30 Jan Cyrille Regis – ‘The Icon’
An Icon – A person or thing regarded as representative or as worthy of veneration.
A word often thrown around, used to loosely, or bestowed upon individuals without perhaps being deserving of such appraisal.
In a way somewhat of a subjective superlative; however, we can all agree it is a sign of greatness or some recognition for a contribution made. With that said, of course, there are levels to this. By that I mean there are some things that are iconic that is not always that important that at the time mask our perceptions of their impact. For example, Brian Belo, certainly a reality TV icon; but in the grand scheme of things who cares?
So when we discuss Cyrille Regis who will be laid to rest today and say in passing “he was an icon”, I’d like you to take a moment to take stock of what an inspirational figure this man was.

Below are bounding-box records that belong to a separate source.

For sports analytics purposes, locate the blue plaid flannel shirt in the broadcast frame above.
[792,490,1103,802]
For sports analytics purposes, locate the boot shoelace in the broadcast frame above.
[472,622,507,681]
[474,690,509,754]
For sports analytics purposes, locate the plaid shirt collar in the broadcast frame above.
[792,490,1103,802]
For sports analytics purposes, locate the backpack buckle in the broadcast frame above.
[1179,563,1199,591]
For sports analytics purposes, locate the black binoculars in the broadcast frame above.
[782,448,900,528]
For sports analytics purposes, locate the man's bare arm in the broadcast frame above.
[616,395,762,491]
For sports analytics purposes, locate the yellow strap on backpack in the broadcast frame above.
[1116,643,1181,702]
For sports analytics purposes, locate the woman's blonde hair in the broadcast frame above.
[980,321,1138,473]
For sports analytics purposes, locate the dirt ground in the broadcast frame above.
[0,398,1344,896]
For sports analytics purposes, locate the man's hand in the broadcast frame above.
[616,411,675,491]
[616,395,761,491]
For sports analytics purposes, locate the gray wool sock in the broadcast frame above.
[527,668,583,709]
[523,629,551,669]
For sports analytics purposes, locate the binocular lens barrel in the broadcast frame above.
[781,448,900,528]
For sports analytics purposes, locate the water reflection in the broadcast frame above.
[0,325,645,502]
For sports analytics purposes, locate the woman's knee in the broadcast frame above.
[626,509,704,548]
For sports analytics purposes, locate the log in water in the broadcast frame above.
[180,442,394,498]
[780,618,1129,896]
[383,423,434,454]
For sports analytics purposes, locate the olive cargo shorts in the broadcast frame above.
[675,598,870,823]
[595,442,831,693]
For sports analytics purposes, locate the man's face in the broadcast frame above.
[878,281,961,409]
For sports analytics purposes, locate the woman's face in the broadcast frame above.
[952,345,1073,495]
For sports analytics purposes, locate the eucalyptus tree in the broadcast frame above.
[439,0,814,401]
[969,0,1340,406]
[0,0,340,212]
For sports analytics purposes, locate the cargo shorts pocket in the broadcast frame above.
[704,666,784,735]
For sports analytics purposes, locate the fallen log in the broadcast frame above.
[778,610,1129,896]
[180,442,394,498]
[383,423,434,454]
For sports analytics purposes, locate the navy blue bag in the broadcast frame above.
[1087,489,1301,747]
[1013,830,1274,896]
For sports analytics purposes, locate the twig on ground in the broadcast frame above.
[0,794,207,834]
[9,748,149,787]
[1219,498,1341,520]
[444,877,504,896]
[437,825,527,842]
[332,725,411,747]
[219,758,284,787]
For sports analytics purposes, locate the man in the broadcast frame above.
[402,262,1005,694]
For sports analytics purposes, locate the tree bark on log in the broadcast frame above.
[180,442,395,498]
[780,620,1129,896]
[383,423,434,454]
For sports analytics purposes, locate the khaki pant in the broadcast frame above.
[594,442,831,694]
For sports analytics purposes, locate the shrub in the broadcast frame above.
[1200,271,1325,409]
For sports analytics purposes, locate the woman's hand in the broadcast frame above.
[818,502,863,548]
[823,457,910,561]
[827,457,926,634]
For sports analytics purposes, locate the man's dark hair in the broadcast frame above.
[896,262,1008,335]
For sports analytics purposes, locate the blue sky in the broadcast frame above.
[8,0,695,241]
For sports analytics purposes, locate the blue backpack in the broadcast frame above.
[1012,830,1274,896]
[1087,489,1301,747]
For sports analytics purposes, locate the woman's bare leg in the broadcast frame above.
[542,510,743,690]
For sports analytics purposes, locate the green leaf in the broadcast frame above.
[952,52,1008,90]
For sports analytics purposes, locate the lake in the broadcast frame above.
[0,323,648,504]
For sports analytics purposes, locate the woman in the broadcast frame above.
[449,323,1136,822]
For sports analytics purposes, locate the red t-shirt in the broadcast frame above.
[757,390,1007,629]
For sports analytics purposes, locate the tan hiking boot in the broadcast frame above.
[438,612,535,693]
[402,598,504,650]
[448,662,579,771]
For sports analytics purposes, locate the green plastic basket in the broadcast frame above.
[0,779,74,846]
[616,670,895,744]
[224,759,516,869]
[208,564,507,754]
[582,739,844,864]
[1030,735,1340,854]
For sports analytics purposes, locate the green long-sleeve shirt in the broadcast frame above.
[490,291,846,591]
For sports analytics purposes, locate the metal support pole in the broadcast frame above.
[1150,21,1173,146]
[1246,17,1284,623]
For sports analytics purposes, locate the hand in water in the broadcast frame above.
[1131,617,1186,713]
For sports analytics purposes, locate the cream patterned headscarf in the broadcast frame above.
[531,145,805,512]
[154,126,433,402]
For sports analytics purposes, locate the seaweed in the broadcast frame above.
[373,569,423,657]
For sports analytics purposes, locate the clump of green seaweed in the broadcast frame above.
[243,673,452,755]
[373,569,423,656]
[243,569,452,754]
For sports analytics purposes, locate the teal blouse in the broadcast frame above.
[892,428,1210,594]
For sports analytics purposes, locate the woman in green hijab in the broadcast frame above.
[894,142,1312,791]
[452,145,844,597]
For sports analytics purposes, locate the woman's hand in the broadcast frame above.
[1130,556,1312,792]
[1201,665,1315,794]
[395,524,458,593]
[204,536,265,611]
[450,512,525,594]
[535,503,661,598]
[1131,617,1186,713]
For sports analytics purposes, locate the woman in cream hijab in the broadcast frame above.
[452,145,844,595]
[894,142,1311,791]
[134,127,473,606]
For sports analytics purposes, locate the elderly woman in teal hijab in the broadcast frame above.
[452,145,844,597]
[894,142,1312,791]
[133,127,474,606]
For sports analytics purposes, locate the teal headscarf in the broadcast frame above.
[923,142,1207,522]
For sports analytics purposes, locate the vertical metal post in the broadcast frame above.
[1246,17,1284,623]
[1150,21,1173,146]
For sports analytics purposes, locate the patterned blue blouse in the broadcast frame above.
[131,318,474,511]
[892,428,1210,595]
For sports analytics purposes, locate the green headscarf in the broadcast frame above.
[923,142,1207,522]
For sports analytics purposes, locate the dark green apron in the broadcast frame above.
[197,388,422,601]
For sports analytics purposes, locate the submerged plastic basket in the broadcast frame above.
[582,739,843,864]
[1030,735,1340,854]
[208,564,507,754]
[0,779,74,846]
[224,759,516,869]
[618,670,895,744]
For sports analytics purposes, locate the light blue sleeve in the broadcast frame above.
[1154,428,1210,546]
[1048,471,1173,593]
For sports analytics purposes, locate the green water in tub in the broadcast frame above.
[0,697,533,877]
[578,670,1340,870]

Born in the early 90s, the black footballers I grew up with were a plethora of characters and personalities: Les Ferdinand, Michael Thomas, Ian Wright, Andy Cole, Dwight Yorke, Nicolas Anelka, Ruel Fox, Paul Ince just to name a few. I had it pretty good. That wasn’t the case in the 1970s when Cyrille Regis was playing. Britain was not as accepting; the social landscape was far more primitive – Racism was rife.

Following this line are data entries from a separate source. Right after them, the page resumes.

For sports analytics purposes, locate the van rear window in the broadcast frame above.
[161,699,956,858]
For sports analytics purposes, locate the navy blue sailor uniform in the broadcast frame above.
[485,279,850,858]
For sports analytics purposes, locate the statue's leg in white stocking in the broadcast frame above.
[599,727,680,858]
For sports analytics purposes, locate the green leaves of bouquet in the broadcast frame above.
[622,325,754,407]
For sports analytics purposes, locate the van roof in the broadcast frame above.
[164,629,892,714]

It was heavily embedded in the social fabric of society. Imagine growing up, and one of the most popular sitcoms on television is a satire that denigrates and belittles your community?.
Love Thy Neighbour is a playful reflection of attitudes of the time. A small microcosm of the hate Cyrille would’ve faced, coming up through the ranks, screamed in the terraces, changing rooms and even away from his profession. It was a heavy price being a black footballer back then.
It often baffled me why Regis, went on to have five caps for England. Why take the high road and play through monkey noises, chants of ‘n**** n****, death threats, excrement stains on your front door.
One the the many examples of racial prejudice and discrimination at the time.
The answer was courage.
The legacy of Cyrille Regis expands far beyond football. His presence in the game helped change attitudes towards the black people in the UK. Sports, Pop Culture, Politics are all powerful components in the realms of society. Our perceptions, opinions thoughts and views are often shaped and developed by our common preferences. You’d have to be naïve to underestimate the significance of Regis becoming a professional footballer in the 1970s and 80s. That’s why it’s imperative when remembering Cyrille Regis, we do not merely placate his legacy with sweet nothings, but we remember the special impactful message, this great man’s career stood for.